Les autorités précisent par ailleurs que les restrictions d'usage de l'eau en vigueur ne s'appliquent pas à l'abreuvement des animaux. Les exploitants peuvent consulter l'outil Restreau 34 pour connaître les règles applicables selon leur secteur.

Et après ?

La cellule de crise se réunira désormais toutes les deux semaines, avec un prochain point fixé au 18 août. Au-delà de l'urgence, une réflexion sur des solutions durables est annoncée pour septembre : remise en service de retenues existantes, retenues collinaires, forages ou mobilisation d'eaux brutes pour certains usages agricoles.
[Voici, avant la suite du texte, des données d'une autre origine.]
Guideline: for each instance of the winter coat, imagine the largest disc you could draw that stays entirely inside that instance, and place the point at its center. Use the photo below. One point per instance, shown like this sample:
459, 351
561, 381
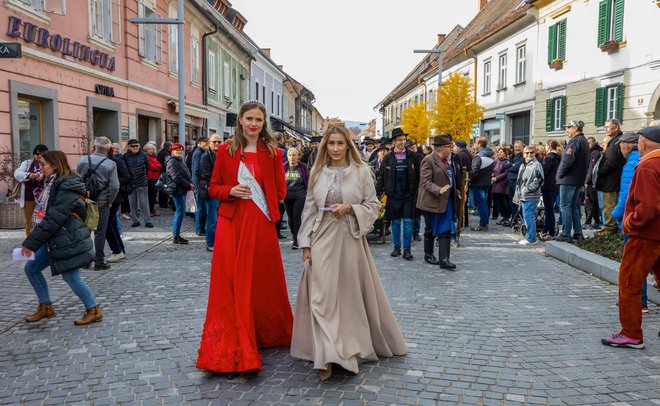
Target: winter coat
138, 167
481, 170
626, 178
204, 173
550, 166
574, 164
501, 175
62, 230
530, 181
386, 177
178, 172
609, 172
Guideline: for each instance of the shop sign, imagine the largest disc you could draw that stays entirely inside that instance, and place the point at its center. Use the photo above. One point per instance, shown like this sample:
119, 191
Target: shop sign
10, 50
42, 37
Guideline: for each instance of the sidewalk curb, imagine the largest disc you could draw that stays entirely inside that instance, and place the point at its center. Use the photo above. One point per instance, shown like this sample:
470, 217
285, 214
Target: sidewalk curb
600, 267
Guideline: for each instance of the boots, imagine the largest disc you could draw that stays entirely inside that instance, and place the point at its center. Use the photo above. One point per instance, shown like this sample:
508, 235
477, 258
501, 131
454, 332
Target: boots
429, 258
443, 253
92, 315
45, 310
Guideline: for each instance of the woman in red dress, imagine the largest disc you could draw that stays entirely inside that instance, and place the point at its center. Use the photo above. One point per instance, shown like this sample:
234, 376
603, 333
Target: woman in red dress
248, 304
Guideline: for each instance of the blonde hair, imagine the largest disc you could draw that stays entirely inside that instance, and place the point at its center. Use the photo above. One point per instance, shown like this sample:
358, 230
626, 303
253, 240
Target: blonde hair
240, 140
323, 158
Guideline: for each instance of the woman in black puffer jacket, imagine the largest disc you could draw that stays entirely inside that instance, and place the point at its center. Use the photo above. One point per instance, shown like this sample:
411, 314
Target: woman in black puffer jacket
59, 238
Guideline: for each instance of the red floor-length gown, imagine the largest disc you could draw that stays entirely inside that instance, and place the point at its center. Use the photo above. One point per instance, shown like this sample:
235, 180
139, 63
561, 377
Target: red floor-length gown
248, 304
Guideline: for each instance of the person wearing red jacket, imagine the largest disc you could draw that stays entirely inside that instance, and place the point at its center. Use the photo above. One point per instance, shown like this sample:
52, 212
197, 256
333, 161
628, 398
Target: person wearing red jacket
641, 254
248, 306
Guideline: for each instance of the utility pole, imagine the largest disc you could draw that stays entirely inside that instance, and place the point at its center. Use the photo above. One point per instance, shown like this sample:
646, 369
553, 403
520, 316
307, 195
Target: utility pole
179, 22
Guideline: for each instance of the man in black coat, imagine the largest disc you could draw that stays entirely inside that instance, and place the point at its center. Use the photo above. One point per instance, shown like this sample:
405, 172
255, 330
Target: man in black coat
609, 175
398, 178
571, 176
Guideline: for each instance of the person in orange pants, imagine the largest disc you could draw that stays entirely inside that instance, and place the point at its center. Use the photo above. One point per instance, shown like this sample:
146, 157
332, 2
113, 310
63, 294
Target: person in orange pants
641, 253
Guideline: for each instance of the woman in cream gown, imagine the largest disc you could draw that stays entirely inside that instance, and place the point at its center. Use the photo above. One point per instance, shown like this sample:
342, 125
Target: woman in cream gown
342, 315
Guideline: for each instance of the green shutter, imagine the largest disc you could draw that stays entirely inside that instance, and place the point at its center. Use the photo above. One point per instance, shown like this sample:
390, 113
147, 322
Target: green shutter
604, 22
552, 43
618, 21
561, 53
601, 96
549, 106
619, 101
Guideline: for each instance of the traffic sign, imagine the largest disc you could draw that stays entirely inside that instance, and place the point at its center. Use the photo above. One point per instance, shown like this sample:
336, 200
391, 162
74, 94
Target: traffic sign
10, 50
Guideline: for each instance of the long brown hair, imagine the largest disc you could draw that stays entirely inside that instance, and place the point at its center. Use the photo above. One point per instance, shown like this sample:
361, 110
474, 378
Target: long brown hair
57, 160
240, 140
323, 158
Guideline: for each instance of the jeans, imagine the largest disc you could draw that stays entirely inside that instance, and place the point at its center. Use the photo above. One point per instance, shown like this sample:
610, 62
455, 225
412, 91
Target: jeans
570, 209
407, 233
481, 200
179, 214
200, 214
33, 271
212, 206
529, 215
549, 199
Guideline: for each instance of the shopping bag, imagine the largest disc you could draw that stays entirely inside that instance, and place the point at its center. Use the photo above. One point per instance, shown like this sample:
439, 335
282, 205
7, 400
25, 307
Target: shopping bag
191, 204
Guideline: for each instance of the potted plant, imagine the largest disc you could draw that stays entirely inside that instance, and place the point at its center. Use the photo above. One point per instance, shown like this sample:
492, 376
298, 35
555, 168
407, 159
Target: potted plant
556, 64
11, 215
610, 46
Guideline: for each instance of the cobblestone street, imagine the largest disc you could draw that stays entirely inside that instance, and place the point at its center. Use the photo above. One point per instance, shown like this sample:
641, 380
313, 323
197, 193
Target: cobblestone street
509, 326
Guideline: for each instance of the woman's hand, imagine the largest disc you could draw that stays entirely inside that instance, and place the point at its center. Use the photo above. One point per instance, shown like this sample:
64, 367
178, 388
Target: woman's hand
341, 209
242, 191
307, 255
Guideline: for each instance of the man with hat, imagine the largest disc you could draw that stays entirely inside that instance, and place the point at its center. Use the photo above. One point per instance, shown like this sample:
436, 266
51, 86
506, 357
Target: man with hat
571, 176
398, 178
641, 222
437, 198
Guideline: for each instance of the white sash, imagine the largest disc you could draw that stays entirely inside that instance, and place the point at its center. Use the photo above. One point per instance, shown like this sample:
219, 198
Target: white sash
258, 196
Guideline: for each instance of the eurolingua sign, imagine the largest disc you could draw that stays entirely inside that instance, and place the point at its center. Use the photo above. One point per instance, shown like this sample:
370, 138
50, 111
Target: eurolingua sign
40, 36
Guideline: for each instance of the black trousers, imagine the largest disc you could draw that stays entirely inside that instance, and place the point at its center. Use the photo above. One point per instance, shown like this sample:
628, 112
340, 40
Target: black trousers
294, 208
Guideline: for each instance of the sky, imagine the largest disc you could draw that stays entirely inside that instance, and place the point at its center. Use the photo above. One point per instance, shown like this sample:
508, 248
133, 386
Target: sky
350, 53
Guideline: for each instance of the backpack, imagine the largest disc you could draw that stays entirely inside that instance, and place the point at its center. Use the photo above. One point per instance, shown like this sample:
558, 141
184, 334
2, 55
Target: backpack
92, 184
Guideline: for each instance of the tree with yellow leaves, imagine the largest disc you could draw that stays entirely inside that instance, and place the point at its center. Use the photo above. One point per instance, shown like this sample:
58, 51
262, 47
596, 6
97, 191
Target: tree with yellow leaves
455, 110
416, 122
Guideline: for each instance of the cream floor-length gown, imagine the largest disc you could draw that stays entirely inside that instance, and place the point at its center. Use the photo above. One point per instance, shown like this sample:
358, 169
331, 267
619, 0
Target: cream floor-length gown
342, 314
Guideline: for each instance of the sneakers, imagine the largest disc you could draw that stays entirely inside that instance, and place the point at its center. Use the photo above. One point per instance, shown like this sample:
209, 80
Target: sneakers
619, 340
116, 257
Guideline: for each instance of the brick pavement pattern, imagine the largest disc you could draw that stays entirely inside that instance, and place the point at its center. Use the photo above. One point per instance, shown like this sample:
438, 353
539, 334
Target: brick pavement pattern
510, 326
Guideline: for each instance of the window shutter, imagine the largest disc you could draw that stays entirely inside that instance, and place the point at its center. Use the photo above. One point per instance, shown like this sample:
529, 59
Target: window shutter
141, 31
603, 22
549, 107
601, 96
618, 21
619, 102
552, 43
561, 52
115, 34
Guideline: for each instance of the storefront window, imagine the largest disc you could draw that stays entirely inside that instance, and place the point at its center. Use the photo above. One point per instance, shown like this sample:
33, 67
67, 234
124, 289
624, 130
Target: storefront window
29, 125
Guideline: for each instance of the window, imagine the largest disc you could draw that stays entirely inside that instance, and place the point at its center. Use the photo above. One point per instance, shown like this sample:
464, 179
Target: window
609, 103
520, 63
501, 81
150, 36
213, 77
555, 116
225, 79
610, 21
557, 42
106, 20
487, 77
194, 60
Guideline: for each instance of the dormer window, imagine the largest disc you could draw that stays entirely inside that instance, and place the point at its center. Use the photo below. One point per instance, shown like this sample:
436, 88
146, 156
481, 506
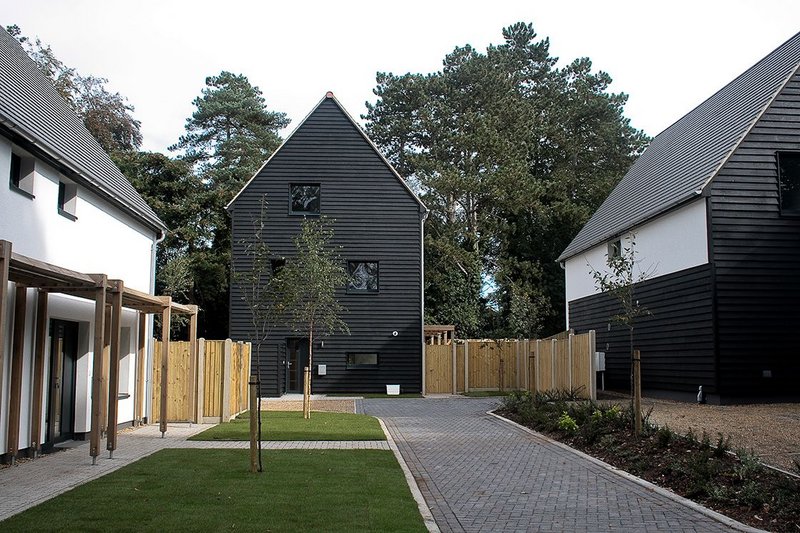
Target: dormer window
789, 181
20, 176
67, 199
304, 199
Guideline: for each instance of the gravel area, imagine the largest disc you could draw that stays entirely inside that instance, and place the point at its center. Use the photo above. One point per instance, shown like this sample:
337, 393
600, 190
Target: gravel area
771, 430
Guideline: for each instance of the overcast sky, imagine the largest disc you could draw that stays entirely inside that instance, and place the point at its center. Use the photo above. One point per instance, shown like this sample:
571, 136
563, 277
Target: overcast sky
667, 56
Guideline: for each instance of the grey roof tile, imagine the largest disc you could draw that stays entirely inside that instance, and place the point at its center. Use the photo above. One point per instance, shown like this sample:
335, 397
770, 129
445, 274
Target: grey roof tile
682, 160
31, 106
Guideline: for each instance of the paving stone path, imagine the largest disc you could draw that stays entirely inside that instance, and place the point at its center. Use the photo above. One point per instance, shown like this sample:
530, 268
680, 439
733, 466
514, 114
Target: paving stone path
478, 473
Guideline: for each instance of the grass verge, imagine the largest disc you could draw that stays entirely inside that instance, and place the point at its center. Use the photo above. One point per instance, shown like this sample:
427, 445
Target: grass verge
211, 490
290, 425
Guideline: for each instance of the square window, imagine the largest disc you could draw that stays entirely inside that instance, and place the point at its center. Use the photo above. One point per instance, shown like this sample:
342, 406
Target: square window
304, 199
362, 360
615, 249
363, 276
20, 177
789, 180
67, 199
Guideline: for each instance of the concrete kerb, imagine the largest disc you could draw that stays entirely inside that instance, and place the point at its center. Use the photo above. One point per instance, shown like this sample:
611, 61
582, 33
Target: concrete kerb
422, 505
730, 522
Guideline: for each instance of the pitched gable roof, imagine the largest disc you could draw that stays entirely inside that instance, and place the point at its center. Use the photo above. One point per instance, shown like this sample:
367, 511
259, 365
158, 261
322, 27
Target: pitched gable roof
684, 158
33, 109
329, 97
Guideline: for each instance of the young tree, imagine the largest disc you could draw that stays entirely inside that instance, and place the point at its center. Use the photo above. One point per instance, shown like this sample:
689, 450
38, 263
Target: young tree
309, 282
261, 290
619, 280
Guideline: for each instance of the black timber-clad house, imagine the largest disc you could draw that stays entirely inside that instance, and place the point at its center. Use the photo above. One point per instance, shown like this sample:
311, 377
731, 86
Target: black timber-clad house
329, 167
714, 205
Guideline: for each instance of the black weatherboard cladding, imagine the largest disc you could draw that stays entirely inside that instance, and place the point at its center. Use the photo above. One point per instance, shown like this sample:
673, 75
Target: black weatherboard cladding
756, 255
676, 340
376, 219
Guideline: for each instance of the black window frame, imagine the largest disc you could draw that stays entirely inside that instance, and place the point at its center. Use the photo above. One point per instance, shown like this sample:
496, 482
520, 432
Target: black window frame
350, 272
362, 366
305, 213
793, 211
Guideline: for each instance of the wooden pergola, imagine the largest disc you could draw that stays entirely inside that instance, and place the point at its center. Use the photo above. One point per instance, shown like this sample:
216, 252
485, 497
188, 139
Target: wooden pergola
110, 297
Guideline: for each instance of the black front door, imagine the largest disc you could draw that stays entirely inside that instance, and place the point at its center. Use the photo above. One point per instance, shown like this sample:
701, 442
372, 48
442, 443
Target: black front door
61, 404
296, 360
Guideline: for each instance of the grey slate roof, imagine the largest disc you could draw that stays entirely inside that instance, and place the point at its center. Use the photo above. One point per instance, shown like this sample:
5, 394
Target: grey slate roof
31, 107
682, 160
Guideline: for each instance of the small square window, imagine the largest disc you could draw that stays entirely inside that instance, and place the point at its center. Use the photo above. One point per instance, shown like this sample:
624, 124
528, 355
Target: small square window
304, 199
276, 265
363, 276
789, 179
362, 360
67, 199
20, 177
615, 249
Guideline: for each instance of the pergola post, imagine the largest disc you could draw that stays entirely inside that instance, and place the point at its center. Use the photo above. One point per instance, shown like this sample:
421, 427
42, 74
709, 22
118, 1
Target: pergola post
38, 372
165, 327
5, 260
194, 370
113, 383
97, 364
17, 353
141, 369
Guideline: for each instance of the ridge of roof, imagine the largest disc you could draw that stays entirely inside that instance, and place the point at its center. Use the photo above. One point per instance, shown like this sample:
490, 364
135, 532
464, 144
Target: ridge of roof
330, 96
31, 107
682, 160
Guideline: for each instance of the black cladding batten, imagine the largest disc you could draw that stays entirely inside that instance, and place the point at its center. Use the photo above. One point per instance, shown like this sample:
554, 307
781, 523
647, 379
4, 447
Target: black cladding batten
377, 219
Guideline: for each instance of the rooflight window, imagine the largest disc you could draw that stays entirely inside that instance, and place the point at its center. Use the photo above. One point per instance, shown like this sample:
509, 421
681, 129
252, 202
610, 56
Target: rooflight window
789, 182
20, 176
67, 199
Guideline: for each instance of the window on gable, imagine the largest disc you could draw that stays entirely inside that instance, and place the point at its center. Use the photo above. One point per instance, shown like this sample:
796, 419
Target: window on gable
67, 199
362, 360
363, 276
615, 249
789, 180
21, 174
304, 199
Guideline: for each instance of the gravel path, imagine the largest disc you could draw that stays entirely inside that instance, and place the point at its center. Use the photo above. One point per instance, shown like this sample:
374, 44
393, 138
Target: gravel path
771, 430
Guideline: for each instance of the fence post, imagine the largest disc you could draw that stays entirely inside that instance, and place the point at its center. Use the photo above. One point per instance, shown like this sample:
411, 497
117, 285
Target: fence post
201, 379
466, 365
225, 408
569, 360
254, 413
637, 393
455, 366
592, 366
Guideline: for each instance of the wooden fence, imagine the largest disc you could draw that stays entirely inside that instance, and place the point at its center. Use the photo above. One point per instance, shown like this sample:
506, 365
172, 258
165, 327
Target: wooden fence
211, 388
562, 362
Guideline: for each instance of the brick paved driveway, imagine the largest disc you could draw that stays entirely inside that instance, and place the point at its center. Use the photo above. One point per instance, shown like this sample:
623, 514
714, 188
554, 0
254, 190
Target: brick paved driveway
478, 473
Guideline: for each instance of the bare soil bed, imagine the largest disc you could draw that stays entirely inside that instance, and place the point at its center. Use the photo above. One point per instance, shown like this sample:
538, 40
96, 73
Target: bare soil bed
772, 431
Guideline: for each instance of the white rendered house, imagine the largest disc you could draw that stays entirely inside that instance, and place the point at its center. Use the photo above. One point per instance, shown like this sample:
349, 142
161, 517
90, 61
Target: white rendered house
77, 245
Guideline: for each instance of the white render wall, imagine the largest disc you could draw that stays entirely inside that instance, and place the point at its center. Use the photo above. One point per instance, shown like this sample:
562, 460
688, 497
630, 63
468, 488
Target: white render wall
667, 244
101, 240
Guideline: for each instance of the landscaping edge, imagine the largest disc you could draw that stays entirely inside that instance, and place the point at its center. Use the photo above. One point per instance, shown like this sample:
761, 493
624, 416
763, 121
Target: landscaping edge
422, 505
730, 522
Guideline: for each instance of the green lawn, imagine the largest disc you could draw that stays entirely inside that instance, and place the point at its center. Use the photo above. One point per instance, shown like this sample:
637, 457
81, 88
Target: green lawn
290, 425
212, 490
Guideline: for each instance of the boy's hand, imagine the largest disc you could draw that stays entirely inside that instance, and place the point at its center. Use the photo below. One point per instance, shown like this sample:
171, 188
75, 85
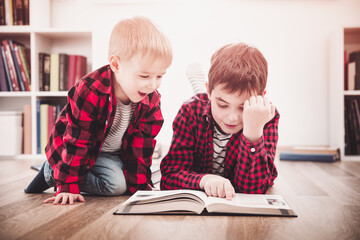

Les financements du Plan agriculture méditerranéenne et les mesures compensatoires liées au futur projet de ligne nouvelle Montpellier-Perpignan seront également étudiés dans ce cadre.

Infos pratiques

Date de la première réunion
4 août
Prochaine réunion
18 août
Réflexion sur les solutions durables
Septembre
Outil de suivi des restrictions
Restreau 34

À retenir

  • Juillet a battu le record de chaleur de 2006 dans l'Hérault, avec +4,2°C par rapport aux normales
  • Toutes les filières agricoles sont touchées, élevage et vignes non irriguées en tête
  • Dégrèvement fiscal, médiation bancaire et aide au transport d'eau sont mobilisés dans l'urgence
  • Une réflexion sur des solutions durables d'accès à l'eau est prévue en septembre

Questions fréquentes

Les restrictions d'eau touchent-elles l'abreuvement des animaux ?
Non, les autorités précisent que les restrictions d'usage en vigueur ne s'appliquent pas à l'abreuvement du bétail.
Comment un agriculteur peut-il signaler ses pertes ?
La Chambre d'agriculture de l'Hérault a mis en ligne un questionnaire pour recenser les pertes de rendement, les difficultés financières et les besoins en fourrage.